Working together, June and Porter opened a trial in 2009 for 14 CLL patients. They were treated by Porter with CAR T cells made by June and his team, all at Penn. It would become a watershed moment in medical history. Of the first three patients with advanced disease, two survived. Now, speaking through the fullness of time, June said it appears they are “cured.”

“When they came to Penn they expected to die; they were in end-stage leukemia,” June retold. “Patient number one was Bill Ludwig, a corrections officer and a retired Marine. When we treated him, we didn't even know what cytokine release syndrome was, so he suffered through 3 weeks of it in the ICU. He had fever, organ failure, and was literally at the point where they were going to give him his last rites.”
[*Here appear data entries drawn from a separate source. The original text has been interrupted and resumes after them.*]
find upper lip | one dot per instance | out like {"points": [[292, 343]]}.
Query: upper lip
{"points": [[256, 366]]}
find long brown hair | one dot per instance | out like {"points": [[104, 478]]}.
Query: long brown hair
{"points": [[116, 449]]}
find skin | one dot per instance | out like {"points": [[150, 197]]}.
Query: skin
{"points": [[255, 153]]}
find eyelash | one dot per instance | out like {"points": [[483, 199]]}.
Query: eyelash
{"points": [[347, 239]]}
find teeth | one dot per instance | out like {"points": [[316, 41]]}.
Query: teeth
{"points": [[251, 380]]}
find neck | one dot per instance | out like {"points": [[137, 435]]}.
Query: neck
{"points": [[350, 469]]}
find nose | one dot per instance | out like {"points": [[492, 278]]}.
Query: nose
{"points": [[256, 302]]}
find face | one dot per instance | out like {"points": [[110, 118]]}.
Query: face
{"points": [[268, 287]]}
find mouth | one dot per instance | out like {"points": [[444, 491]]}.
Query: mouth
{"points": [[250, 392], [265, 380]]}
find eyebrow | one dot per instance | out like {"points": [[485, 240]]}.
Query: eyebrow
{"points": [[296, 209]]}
June stammered a bit at the memory, his voice halting, and choking up. It took him a few moments before continuing: “Then on day 28 after treatment he woke up. He had survived the cytokine storm. It just burned out. It was like a forest fire; when there are no more trees it just goes out. He was examined at that point and we realized that pounds of tumor were simply gone.”

The second survivor of that trial was hematologist Douglas Olsen, PhD. He too battled through a cytokine storm, and his tumor disappeared as well. “These were truly Lazarus moments—men rising from the dead,” recalled June with emotions similarly rising again in his throat. “When Bill Ludwig found out he was in remission, he and his wife went and bought an RV. You wouldn't believe the number of pictures he has of them driving around the country visiting children and grandkids. And when Doug Olsen found out the good news, he and his wife immediately went to Annapolis, Md., and bought a boat. They didn't waste any time.” Both patients continue to be well, enjoy life, and live free of cancer.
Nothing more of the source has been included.